There’s a little bit of dated elements here–the slight homophobia and the caricatured Vietnamese bloke grate a bit–but the story is so fun it doesn’t matter.
If you can find a copy you won’t be disappointed.
There’s aRudy Rucker web site for more info.

The Big Mango – Jake Needham

Writing about books, as I do, I occasionally get free stuff in the mail from authors, and occasionally, I read them. In a recent column, I wrote about Penguin UK’s insipid campaign to make book reading by males “sexy” (ad slogan: “Are You Good Booking?”) and received an email from Jake Needham, a writer of detective novels who can’t get published here, but does a rollicking good business out of Asia. It helps that his novels are set in Thailand, of course, but he’s all-American and writes in English. He’s also been told that he’s “too male,” whatever that means (and James Ellroy isn’t?).
So I just spent a few days reading his debut novel “The Big Mango,” a chewy bit o’ pulp that made its way to the top of my reading list as soon as I opened the envelope.

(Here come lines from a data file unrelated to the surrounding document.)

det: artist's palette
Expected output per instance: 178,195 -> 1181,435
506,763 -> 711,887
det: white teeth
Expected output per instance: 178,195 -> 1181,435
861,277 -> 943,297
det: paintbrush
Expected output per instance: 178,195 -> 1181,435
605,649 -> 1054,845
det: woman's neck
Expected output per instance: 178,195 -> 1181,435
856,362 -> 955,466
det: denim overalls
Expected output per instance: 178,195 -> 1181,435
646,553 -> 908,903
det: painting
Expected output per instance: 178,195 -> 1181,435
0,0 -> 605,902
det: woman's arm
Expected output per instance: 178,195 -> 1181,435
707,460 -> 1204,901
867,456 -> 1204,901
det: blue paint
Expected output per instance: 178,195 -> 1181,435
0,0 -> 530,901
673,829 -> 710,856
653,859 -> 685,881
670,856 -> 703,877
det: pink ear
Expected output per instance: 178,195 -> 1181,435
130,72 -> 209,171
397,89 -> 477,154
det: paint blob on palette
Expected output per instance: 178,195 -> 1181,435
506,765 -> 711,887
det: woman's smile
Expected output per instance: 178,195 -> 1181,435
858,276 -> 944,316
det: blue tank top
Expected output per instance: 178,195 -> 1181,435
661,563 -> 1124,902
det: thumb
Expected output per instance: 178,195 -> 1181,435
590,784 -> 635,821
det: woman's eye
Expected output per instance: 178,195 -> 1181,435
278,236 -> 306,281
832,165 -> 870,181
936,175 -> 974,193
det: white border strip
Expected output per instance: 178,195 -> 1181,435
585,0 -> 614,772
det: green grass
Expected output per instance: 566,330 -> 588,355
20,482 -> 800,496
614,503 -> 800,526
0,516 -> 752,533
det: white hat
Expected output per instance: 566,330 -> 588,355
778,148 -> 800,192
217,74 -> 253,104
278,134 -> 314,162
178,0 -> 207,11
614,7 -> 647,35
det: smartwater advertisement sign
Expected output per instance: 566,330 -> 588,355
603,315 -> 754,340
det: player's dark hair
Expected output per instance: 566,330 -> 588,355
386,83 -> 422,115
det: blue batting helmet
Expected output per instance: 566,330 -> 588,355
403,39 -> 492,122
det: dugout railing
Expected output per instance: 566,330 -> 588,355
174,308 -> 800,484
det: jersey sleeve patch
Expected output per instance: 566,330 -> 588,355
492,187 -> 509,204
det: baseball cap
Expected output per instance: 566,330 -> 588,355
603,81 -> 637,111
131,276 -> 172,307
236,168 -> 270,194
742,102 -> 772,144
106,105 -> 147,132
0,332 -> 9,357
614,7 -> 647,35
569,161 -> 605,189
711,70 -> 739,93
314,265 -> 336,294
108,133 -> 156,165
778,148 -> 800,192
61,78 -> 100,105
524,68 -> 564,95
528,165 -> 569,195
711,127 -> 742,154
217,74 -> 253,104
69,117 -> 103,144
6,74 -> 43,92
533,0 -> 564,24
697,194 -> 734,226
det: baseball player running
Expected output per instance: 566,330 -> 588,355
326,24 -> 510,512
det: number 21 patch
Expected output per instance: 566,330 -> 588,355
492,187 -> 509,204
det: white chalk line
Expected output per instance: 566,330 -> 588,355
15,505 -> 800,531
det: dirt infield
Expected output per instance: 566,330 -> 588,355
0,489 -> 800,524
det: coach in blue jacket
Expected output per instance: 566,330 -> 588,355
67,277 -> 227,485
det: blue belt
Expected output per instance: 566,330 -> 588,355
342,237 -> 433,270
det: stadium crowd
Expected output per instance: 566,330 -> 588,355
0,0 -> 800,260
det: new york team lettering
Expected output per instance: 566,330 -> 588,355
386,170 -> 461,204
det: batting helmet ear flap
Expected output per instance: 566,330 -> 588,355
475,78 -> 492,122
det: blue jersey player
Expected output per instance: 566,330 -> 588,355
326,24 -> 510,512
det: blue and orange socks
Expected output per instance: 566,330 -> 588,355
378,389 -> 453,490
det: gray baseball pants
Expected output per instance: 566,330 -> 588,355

The plot revolves around a huge load of money, hidden after the fall of Saigon, and the two-bit lawyer who is mysteriously called to Thailand to investigate the death of the man who may have known where it is.
It reads fairly autobiographically (not that Mr. Needham is two-bit, or any bit), a middle-aged farang falling in love with an alien world (here being Bangkok) and its hot alien women. There’s a lot of driving around on tuktuks and many descriptions of the unbelievable tropical heat. Lead character Eddie Dare is well drawn enough, but his army buddy/traveling companion Winnebago is along for the ride mostly–he doesn’t seem to have much narrative function apart from comic relief. Ex-pat reporter Bar feels like a flip-side to Eddie, and his life is interesting until the plot necessitates more action. There are no major Thai characters in the book, just farangs and a mysterious Vietnamese woman named Lek, although I guess you could say Thailand is the main character. With Eddie fresh off the boat and the time span of the novel only a few days, there isn’t time for a deeper portrait of Bangkok to emerge. But as Mr. Needham’s written two more set in the country, perhaps he’s had a chance to flesh it out. Still, a quick read, exactly what the book sets out to do.